Iconic Cherry Returns to Minneapolis

Iconic Spoonbridge and Cherry Returns to Minneapolis

(Minneapolis)  The iconic red cherry found in the sculpture garden of the Walker Art Museum has returned to its rightful place.  The cherry was in need of refinishing.   On November 15th, 2021 the Cherry was separated from the Spoon, taken down and shipped to New York to be refinished.

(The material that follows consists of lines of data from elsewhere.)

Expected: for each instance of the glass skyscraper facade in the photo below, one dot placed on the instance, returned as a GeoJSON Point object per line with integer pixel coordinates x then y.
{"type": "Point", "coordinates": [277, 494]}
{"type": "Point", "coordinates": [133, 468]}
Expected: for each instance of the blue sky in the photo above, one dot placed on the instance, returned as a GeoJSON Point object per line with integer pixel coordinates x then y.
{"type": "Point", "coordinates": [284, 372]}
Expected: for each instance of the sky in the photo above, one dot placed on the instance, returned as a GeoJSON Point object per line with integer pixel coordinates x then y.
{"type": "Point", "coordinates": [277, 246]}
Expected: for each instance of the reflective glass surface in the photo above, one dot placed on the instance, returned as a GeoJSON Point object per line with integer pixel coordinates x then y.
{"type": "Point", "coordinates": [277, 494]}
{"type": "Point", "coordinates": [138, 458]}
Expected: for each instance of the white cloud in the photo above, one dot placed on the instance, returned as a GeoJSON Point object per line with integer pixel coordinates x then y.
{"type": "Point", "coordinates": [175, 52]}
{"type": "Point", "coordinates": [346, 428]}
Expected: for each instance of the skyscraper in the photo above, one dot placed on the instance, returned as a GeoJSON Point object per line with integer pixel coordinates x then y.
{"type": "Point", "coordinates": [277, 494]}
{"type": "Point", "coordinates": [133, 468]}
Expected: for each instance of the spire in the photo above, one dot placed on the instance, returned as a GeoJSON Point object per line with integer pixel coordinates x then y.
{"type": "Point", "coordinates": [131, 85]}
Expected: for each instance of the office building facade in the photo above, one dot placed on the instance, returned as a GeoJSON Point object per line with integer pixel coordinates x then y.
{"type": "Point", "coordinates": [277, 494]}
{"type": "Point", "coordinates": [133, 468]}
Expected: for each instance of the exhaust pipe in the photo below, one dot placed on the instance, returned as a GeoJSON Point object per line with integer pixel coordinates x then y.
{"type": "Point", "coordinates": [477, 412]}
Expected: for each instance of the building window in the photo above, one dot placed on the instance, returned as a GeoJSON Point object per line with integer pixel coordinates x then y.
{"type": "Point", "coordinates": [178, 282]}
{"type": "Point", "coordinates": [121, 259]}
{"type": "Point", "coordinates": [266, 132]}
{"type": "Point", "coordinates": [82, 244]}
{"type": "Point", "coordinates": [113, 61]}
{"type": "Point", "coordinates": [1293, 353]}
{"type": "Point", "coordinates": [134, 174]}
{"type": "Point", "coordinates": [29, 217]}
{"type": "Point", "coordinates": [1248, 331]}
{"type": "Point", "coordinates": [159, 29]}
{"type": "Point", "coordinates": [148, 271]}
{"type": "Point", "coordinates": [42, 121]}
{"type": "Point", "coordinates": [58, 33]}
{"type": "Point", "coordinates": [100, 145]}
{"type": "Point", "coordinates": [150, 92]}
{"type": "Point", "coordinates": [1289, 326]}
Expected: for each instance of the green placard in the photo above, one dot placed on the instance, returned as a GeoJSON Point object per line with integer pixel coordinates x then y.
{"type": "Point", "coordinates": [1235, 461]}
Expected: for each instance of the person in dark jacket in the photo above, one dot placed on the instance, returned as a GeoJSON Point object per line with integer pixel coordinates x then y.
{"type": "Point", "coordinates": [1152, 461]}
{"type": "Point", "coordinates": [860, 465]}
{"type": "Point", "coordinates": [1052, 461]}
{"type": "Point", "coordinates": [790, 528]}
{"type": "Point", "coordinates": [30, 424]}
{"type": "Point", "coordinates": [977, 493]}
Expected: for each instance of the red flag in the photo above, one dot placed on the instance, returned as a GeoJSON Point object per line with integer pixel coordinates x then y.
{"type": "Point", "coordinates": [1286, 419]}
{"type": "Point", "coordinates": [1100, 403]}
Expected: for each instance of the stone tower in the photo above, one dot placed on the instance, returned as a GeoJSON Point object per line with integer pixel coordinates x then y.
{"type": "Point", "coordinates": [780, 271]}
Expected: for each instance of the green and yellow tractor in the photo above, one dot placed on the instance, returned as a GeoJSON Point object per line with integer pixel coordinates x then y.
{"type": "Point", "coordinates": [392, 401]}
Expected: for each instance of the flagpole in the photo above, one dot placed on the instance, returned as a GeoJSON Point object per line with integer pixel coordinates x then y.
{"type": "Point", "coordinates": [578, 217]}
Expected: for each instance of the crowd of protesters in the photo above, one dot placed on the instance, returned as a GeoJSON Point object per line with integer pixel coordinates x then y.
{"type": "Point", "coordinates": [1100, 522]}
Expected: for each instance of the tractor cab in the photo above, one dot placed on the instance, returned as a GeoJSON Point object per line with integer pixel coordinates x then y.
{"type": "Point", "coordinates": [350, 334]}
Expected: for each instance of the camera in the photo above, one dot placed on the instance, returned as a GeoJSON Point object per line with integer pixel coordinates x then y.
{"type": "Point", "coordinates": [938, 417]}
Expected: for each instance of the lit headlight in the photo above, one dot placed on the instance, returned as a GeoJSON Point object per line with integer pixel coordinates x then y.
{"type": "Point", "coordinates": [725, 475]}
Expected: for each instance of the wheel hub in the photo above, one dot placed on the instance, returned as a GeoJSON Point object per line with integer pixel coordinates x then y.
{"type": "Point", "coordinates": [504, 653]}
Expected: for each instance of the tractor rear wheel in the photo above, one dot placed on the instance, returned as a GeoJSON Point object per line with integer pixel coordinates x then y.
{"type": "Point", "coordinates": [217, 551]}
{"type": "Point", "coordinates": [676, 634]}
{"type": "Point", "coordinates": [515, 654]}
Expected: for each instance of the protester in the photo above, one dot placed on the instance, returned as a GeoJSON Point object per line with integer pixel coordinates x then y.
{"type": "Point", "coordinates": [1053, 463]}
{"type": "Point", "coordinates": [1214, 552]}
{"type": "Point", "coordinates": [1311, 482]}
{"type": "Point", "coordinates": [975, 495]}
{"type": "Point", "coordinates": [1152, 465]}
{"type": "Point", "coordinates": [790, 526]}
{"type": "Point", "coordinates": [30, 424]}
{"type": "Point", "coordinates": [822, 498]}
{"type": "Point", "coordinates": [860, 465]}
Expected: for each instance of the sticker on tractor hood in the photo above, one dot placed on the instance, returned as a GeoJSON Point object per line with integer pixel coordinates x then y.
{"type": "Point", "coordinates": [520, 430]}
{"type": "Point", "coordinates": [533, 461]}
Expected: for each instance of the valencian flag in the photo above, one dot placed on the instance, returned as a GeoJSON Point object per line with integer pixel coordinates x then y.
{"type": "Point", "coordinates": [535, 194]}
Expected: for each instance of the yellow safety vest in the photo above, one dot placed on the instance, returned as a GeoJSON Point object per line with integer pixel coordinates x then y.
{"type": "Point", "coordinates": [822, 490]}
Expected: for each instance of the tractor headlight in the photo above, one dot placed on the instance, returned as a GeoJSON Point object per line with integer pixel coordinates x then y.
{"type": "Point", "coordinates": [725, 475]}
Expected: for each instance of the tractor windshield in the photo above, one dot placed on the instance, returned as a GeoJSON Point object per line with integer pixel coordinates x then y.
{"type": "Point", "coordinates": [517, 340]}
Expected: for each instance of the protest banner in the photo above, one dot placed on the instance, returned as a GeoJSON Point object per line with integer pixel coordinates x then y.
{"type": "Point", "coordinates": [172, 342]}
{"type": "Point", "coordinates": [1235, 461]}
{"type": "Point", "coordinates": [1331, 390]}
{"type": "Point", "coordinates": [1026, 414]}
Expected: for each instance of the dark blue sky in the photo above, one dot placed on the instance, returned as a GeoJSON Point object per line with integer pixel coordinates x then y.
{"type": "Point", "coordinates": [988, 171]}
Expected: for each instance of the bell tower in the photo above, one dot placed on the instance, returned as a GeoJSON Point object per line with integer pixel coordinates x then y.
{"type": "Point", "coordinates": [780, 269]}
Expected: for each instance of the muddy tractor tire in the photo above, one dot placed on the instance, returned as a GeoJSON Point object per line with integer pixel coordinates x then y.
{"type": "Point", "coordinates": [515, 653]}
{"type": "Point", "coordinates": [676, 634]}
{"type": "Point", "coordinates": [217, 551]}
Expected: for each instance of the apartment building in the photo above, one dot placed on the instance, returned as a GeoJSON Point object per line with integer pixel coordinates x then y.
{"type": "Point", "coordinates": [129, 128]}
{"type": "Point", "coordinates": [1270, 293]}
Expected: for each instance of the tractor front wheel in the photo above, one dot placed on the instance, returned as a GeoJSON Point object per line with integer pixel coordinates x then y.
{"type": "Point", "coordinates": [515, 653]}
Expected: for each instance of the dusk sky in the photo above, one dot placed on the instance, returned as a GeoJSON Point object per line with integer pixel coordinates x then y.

The sculpture called Spoonbridge and Cherry was created by Coosje van Bruggen and Claes Oldenburg.   And has been found in the Minneapolis Sculpture Garden since 1988.   In order to keep the cherry red, crisp, and glossy through all seasons, it requires a fresh coat of paint about every ten years.  The 1200 pound aluminum ball has been in New York under the care of Fine Art Finishes while the Spoonbridge base has remained without its iconic fruit.    The Cherry was last separated from the Spoon for restoration and re-painting in 2009.     

A Crane operator and workers reinstalled the cherry on Friday morning February 18th, 2022.

Iconic Cherry Removed    

Iconic Cherry Removed     Being Fixed at Fine art Finish        The Cherry returned to the Spoon


Since opening in 1988, the Minneapolis Sculpture Garden has become one of the Twin Cities’ most popular and acclaimed attractions. One of the largest urban sculpture parks in the United States, it includes four 100-foot-square quadrants containing works by leading modern and contemporary artists. Each of these “roofless rooms” are bordered by low granite walls and evergreen hedges that lead to a clearing surrounded by evergreens, which features the city’s adopted icon, Spoonbridge and Cherry, a sculpture specifically created for the space by Claes Oldenburg and Coosje van Bruggen. Anchoring the west side of the Garden is the Cowles Conservatory, which houses seasonal plantings and the sculpture Standing Glass Fish, by architect Frank Gehry. Another iconic work is the Irene Hixon Whitney Bridge, a 375-foot steel-and-wood footbridge designed by artist Siah Armajani, which spans 16 lanes of traffic and connects the Garden to Loring Park. The 1992 expansion of the Garden on its northern end was designed by landscape architect Michael Van Valkenburgh.